Ah, the interwebs. Our hyper connectivity is a double edged sword. On one hand, we can build a network of thousands of followers, fans and 'friends' with whom we can be constantly connected. On the other hand, this false sense of familiarity can be problematic.
People feel as if these little snapshots of your real life, carefully extracted and edited are somehow the totality of you. And this can be dangerous. An offhanded comment, a melodramatic blog post, a heated exchange, they all take on greater meaning through the lens of the computer screen. What we say has greater impact and how we say it opens it up to scrutiny and miscommunication. When you type your words on a keyboard, you lose the subtlety of spoken word. Sarcasm gets lost. The tongue planted firmly in your cheek isn't always apparent. What is crystal clear to you isn't always clear to the people on the other side of the screen.
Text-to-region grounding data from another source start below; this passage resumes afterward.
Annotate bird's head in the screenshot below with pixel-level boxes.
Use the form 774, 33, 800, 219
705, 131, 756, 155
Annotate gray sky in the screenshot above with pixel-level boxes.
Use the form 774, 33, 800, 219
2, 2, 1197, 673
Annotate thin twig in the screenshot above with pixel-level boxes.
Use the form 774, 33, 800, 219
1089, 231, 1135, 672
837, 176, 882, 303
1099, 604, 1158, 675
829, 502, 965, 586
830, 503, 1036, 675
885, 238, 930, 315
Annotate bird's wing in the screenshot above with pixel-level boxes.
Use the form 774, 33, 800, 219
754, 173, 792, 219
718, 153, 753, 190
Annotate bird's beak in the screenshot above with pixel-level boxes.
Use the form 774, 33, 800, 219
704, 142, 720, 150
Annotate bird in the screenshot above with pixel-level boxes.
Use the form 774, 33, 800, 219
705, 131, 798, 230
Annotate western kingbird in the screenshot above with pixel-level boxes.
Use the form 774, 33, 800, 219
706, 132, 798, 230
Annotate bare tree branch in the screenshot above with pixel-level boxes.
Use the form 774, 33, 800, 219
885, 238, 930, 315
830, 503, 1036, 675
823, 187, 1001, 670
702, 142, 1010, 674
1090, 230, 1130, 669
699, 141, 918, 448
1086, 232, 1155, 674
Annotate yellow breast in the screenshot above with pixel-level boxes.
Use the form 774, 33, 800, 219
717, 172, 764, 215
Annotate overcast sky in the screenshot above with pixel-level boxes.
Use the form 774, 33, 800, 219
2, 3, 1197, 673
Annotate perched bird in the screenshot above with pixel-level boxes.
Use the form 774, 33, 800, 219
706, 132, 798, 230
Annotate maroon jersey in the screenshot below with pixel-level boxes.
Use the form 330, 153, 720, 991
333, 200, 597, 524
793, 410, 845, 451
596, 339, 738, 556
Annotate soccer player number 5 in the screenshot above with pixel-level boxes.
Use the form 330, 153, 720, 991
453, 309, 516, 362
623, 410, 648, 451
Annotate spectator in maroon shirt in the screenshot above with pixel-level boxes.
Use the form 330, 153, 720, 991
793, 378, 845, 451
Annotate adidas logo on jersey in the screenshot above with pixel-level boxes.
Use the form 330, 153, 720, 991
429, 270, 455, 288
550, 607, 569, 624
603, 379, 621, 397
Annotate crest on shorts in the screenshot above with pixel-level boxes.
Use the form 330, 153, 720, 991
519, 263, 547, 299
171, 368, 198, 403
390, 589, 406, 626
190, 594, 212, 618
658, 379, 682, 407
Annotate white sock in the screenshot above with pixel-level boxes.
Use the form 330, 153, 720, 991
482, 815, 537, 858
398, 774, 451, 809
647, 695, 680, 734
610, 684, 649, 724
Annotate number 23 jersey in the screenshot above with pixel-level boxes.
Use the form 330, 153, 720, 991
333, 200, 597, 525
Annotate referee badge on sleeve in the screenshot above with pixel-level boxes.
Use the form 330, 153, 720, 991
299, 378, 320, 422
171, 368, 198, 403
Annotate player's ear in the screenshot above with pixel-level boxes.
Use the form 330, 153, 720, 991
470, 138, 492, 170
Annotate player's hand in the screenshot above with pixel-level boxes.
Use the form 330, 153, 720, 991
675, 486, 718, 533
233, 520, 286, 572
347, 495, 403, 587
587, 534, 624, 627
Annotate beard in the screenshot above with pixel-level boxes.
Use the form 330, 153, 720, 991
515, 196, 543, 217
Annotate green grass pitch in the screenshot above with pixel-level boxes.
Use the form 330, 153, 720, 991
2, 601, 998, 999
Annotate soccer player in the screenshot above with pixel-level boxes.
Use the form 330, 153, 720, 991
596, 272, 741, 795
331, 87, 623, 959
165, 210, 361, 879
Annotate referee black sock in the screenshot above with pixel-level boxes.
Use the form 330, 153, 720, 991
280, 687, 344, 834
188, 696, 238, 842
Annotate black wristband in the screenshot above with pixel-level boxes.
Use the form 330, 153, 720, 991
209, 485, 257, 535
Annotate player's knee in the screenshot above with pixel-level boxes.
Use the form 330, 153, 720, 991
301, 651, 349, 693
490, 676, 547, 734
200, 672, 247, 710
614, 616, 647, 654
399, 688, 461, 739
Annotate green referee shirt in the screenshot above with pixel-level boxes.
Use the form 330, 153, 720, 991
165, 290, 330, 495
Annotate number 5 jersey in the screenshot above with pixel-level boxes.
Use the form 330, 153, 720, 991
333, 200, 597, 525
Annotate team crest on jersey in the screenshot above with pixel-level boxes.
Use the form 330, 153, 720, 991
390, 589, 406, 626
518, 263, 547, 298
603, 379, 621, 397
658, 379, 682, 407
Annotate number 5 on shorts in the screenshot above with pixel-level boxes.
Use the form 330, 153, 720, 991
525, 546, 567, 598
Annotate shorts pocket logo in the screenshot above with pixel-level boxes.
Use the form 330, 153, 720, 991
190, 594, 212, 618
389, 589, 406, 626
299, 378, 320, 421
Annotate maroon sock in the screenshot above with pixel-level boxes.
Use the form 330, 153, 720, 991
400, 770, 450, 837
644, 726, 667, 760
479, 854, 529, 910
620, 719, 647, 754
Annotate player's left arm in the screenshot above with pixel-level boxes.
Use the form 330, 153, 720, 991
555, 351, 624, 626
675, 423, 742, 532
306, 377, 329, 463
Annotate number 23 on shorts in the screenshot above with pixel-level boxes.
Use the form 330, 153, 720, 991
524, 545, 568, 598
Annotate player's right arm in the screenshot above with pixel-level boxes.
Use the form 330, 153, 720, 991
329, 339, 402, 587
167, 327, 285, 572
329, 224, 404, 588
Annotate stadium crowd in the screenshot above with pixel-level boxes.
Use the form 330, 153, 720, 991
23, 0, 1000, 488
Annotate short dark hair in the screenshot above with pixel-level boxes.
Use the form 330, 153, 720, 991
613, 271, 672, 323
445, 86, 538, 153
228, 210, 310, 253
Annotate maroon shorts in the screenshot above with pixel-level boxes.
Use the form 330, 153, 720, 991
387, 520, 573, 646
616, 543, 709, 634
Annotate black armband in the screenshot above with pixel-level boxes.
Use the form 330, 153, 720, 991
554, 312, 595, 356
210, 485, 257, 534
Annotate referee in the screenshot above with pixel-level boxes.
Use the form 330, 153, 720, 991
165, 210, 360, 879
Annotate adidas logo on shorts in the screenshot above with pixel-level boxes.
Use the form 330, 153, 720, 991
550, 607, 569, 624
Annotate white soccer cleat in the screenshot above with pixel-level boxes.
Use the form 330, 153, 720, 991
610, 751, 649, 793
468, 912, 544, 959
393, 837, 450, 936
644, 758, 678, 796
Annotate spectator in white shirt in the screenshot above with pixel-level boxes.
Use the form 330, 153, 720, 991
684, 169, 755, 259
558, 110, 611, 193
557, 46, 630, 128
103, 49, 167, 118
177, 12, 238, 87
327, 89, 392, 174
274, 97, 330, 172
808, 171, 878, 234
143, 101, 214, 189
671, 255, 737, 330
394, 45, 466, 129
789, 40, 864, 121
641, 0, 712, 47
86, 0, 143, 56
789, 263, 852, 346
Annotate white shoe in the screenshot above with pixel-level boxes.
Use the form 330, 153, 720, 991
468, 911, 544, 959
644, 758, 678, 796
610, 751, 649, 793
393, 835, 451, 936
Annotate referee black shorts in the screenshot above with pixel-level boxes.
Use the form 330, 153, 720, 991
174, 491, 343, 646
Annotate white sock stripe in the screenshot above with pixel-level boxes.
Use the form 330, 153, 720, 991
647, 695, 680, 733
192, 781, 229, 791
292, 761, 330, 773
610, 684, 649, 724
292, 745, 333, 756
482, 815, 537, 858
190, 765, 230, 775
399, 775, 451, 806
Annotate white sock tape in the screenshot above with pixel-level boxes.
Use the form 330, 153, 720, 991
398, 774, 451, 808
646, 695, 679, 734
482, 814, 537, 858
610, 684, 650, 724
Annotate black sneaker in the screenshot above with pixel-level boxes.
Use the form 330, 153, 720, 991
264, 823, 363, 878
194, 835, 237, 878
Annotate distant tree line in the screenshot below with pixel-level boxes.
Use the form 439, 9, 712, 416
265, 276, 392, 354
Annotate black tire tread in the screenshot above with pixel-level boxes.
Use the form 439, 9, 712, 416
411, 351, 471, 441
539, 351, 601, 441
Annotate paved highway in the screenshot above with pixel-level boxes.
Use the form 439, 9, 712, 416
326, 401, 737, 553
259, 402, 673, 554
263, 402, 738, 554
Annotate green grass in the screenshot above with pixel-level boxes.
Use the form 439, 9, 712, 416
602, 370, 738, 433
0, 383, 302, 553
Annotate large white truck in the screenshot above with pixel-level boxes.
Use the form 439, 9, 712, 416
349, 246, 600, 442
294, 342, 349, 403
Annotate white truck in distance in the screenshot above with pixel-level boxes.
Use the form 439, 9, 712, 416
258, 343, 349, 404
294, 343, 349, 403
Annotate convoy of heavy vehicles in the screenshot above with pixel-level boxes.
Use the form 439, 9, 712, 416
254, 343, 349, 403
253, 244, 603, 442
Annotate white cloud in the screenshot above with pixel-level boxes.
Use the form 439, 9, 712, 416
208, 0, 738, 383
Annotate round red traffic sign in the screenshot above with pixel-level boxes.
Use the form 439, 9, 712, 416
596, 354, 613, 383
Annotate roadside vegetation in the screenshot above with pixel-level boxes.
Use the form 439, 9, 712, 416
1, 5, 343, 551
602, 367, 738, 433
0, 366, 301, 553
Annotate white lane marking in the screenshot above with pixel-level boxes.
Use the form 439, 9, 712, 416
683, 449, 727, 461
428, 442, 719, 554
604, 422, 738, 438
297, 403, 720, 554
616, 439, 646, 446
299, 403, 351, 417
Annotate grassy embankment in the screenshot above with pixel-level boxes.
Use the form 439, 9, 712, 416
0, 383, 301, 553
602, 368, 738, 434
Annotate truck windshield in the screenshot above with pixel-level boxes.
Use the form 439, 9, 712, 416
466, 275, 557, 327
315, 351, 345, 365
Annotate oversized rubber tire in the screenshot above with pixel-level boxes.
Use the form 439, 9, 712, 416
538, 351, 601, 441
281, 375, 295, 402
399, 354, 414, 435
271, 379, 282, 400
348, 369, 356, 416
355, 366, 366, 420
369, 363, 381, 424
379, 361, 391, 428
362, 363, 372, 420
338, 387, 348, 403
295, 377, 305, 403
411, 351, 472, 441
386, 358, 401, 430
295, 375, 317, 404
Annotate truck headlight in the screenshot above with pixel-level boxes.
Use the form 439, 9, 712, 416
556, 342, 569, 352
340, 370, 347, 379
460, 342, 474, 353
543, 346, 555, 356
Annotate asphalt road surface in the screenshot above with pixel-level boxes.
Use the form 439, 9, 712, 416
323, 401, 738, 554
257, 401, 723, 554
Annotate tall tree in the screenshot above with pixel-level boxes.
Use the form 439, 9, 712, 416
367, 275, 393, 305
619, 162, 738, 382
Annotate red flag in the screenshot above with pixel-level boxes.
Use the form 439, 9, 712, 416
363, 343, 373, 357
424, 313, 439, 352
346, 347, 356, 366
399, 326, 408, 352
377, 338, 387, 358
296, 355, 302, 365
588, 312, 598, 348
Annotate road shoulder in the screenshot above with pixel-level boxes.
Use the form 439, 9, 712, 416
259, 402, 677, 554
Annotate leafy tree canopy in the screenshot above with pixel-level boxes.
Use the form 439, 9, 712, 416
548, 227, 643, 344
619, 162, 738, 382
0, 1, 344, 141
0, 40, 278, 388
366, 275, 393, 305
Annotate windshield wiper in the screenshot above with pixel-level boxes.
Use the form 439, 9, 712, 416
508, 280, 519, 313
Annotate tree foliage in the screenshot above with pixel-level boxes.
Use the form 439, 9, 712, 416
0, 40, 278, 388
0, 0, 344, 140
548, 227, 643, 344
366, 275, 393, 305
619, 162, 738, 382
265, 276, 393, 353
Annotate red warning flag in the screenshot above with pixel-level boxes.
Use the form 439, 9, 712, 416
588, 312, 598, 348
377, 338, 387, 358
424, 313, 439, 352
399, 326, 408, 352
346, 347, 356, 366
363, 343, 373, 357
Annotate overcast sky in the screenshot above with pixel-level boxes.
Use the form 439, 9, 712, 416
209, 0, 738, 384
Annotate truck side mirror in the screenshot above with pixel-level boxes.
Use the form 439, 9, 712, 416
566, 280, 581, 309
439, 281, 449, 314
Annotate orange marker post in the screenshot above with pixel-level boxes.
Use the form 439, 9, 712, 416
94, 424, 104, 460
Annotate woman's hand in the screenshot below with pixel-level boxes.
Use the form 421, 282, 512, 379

And last week all of this hit me squarely in the arse.
I don't know how you navigate it all and I'm not sure what to do about what happened. I have real friends from several lifetimes all living together on my personal Facebook page along with fans and friends of friends and people whom I do not know and have never met in real life. It can be confusing and disconcerting watching them interact. They really don't belong together, you know. It's easier to keep them compartmentalized neatly into different eras. High school friends, college friends, theater friends, punk rock music scene friends, home shopping television friends, craft friends...and all of them also reflect different aspects of who I am now, who I was then and how I got from there to here.
It has happened to me on multiple occasions that people decide to mine my Facebook friend list to build their own. The problem is that a good portion of the people on that page are not crafters and are not interested in being marketed to by crafters. It is my personal page after all. And, well, it's kind of surreal really seeing people gather up my friends like a bundle of sticks and place them into their basket.
I am not sure how I feel about the internet. I am not sure how I feel about what happened to me last week. I am not sure how I feel about Facebook and Google and other sites tracking me and filtering what I see based on their perceptions of who I am. I don't know if I like how the internet creates these false impressions, false connections and false perceptions and I don't know how you change it without completely unplugging.
And I'm not sure if I can.
It's a brave new world.
Love
Madge
1 comment:
I've thought about unplugging, but there are so many people who I genuinely enjoy that I can't. It's a blessing AND a curse.